> I am using utrace for a school project.

Great!  Thanks for your interest in utrace.

> I would like to trace system calls for an application an all its
> descendants, and transmit them to user space.  I have implemented a
> circular buffer, in which i can place a simple message, and then export
> the buffer to user space with a character device.

Feel free to share your code here even if it's not at all ready for prime
time.

> (i did it with set_current_status(TASK_INTERRUPTIBLE) and sleep() then
> wake_up_task from the producers).

That's the fundamental way to do it, and the correct style of thing from
the utrace perspective.  You might want to use some slightly higher-level
facilities available in the kernel (that translate into that same sort of
thing at low level), such as wait_event_interruptible() (linux/wait.h),
wait_for_completion_interruptible (linux/completion.h), etc.

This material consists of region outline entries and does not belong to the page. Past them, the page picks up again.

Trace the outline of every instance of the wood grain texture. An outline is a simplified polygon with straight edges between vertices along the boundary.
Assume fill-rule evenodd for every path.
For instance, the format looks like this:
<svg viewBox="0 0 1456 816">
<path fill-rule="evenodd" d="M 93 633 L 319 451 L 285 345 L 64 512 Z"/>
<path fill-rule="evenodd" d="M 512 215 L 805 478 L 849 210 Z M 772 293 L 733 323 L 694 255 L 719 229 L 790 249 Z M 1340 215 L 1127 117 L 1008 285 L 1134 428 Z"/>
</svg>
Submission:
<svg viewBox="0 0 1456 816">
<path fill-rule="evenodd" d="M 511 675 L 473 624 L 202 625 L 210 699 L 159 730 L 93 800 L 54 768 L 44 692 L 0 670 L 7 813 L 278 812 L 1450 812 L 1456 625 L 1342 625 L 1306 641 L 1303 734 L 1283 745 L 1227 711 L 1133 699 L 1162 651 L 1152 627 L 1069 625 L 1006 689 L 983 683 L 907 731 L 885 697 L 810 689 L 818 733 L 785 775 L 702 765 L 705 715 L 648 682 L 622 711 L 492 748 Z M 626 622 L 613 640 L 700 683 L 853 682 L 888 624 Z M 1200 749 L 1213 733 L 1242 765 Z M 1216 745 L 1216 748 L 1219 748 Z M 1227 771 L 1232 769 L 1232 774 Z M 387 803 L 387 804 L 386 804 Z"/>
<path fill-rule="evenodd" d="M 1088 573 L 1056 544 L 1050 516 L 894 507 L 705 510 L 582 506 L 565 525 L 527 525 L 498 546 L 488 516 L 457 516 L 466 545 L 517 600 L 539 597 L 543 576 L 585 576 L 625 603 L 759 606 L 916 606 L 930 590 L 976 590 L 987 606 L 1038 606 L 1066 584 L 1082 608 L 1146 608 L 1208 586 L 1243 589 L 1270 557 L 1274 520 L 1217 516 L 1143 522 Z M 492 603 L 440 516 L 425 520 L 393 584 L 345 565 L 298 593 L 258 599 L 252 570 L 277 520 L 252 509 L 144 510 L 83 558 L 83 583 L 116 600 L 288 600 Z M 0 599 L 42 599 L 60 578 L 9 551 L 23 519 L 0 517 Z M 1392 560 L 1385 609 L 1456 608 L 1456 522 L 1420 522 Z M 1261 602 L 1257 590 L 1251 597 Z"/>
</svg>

> I tried to synchronized the consumers with UTRACE_STOP and
> utrace_control(UTRACE_RESUME) and it works fine. 

Excellent!

> The problem is that (if i understood correctly) when returning from
> UTRACE_STOP from a monitor function like SYSCALL_ENTRY, my callback won'
> be called again for the same system call on UTRACE_RESUME. This way if
> the buffer is full and i return UTRACE_STOP, i will loose the possibility
> to log the syscall_entry into the buffer.

This exact problem is addressed in recent versions of utrace (with
UTRACE_API_VERSION >= 20090421).  If you use UTRACE_REPORT rather than
UTRACE_RESUME, then report_syscall_entry will be called a second time.
This time its @action will have the UTRACE_SYSCALL_RESUMED bit set.  That
flag tells you that this is a second (or later) repeated report for the
same syscall entry after your engine or another one has used UTRACE_STOP
and then resumed.  

There is another wrinkle about this that you will encounter when working
with another engine that might modify syscall parameters (e.g. kmview or
ptrace).  The recommended protocol is to do:

        if (utrace_resume_action(action) == UTRACE_STOP)
                return UTRACE_SYSCALL_RUN | UTRACE_REPORT;

first thing, even if you don't need to stop for your own work.  That
handles the case where another engine has stopped the thread so as to
fiddle with its registers.  You won't do your notification/logging yet,
but instead get the next callback with (action & UTRACE_SYSCALL_RESUMED)
when you can see the registers as modified by the other engine.  Note
that one or more other engines might stop and resume multiple times
before actually letting the syscall proceed.  So you should check the
incoming utrace_resume_action as above even for a call that comes in
with UTRACE_SYSCALL_RESUMED set.

> Calling schedule() from the utrace callback while the buffer is full
> would solve the problem, but as i understand that is not recommended,
> since it doesn't play nice with other monitoring engines that might be
> active.

Correct.  Don't do that!

> How could i solve this problem and still be friendly with utrace?

I think UTRACE_REPORT->UTRACE_SYSCALL_RESUMED takes care of your issue.